L’industrie minière suit, avec Glencore (8,7 milliards de litres), Canadian Malartic (5,8 milliards), Iamgold (3,8 milliards) et Agnico Eagle (3,4 milliards) parmi les plus grands préleveurs. Suit le secteur municipal, Val-d’Or et Rouyn-Noranda en tête (chacune 4,3 milliards de litres), puis Amos (2,1 milliards) et La Sarre (1,1 milliard). Eska n’a consommé que 253 millions de litres d’eau, soit moins de 1 % du total des préleveurs privés.

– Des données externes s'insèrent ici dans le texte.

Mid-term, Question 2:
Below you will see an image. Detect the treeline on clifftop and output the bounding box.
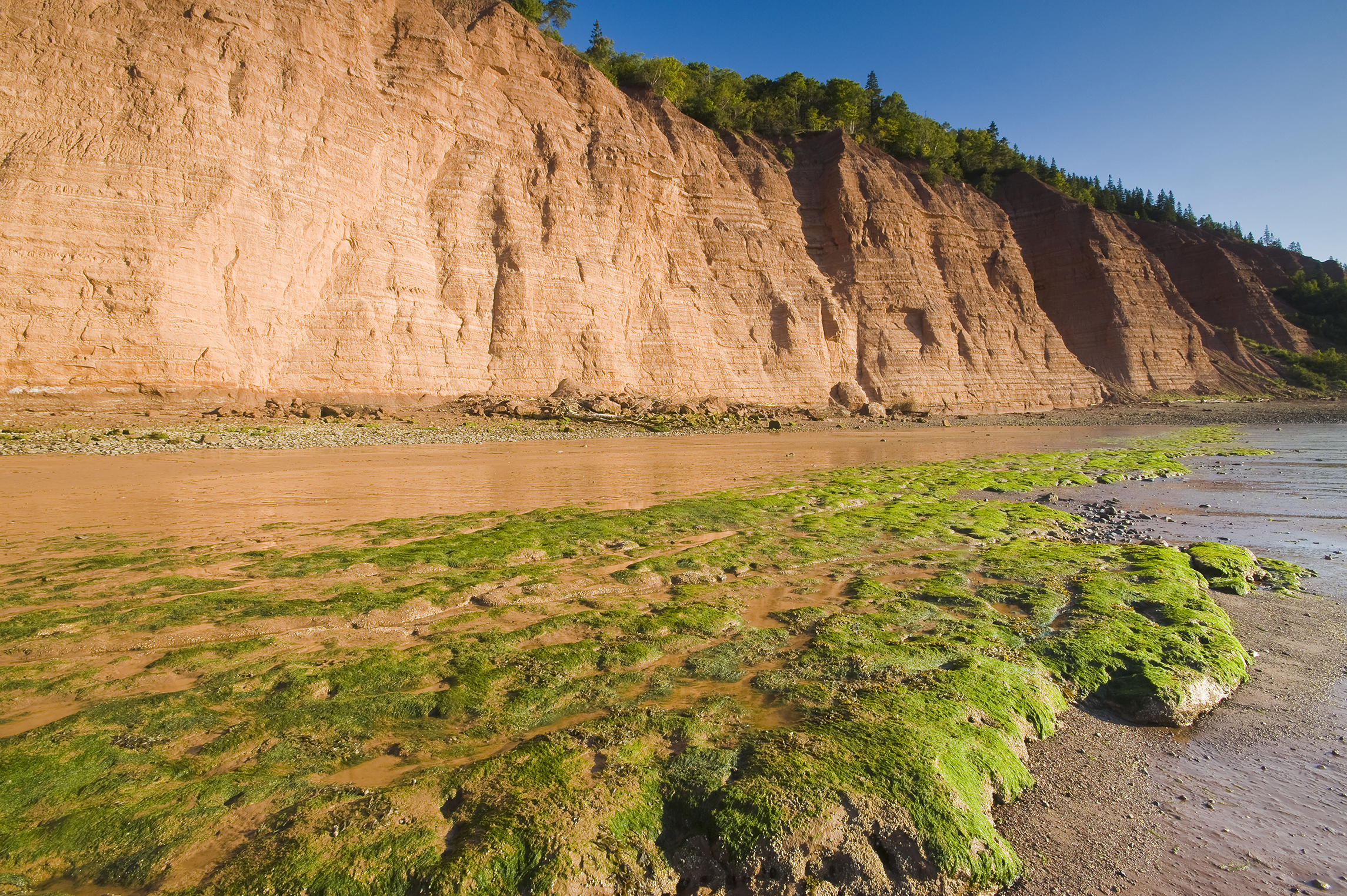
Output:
[1276,270,1347,344]
[549,19,1261,245]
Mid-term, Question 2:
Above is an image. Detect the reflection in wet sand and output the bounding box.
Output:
[0,426,1169,551]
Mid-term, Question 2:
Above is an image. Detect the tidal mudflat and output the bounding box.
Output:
[1001,424,1347,896]
[0,429,1325,893]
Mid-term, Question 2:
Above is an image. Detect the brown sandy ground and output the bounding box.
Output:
[998,489,1347,896]
[0,397,1347,454]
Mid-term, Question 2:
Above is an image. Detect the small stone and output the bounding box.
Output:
[832,382,870,413]
[552,377,591,398]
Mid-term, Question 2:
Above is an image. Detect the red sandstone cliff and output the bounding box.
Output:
[0,0,1325,410]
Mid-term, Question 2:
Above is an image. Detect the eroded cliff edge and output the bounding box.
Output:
[0,0,1325,410]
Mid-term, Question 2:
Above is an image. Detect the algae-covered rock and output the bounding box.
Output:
[1186,541,1258,594]
[1130,676,1235,728]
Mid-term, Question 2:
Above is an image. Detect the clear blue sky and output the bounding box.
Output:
[552,0,1347,260]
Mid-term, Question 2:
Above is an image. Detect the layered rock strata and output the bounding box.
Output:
[0,0,1325,410]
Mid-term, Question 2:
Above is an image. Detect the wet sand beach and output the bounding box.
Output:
[0,410,1347,895]
[1001,425,1347,896]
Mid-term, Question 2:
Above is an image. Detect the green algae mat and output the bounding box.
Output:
[0,429,1304,896]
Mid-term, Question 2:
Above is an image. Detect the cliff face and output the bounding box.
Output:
[0,0,1304,410]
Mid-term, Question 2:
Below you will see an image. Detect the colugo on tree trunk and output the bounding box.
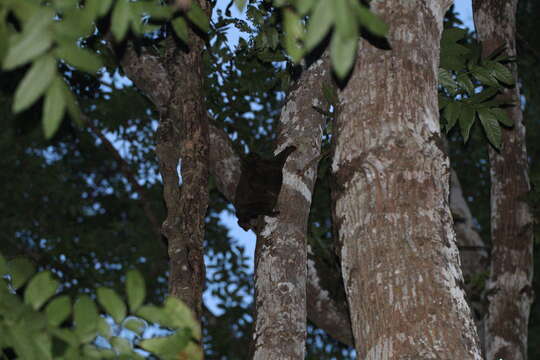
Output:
[234,145,296,231]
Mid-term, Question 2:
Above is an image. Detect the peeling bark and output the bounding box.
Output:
[253,56,331,360]
[117,0,209,317]
[332,0,481,359]
[473,0,533,360]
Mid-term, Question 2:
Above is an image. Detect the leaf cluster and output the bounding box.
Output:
[0,255,202,360]
[0,0,210,138]
[439,27,516,149]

Le bassin versant le plus exploité est le Kinojévis, qui s’écoule vers le sud, avec plus de 65 milliards de litres d’eau. On y retrouve l’usine de Témiscaming et des mines. Le bassin Harricana, qui coule vers le nord, suit avec plus de 20 milliards de litres, essentiellement puisés par des mines.

À la disposition de tous

La SESAT rend public le registre intégral sur son site internet ainsi que sur ceux des organismes de bassin versant du Témiscamingue et de l’Abitibi-Jamésie, qui l’appuient dans ses démarches. «C’était l’objectif ultime de notre démarche. D’autres joueurs pourront les utiliser et les analyser», fait valoir Olivier Pitre.

Des absents inquiétants

La SESAT a constaté l’absence de certains grands préleveurs publics d’importance, dont six municipalités opérant un réseau d’aqueduc desservant plus de 500 habitants, ce qui soulève certaines inquiétudes. Barraute, Dupuy, Landrienne, Lorrainville, Malartic et Palmarolle ne figurent pas au registre. «On ne sait pas pourquoi elles n’y sont pas. Or, s’il manque des municipalités de cette envergure-là, manque-t-il aussi certains préleveurs privés?», s’interroge le président Serge Bastien.

SESAT préleveurs eau carte

©gracieuseté

Ce schéma produit par la SESAT illustre les premiers préleveurs d’eau dans la région en 2013.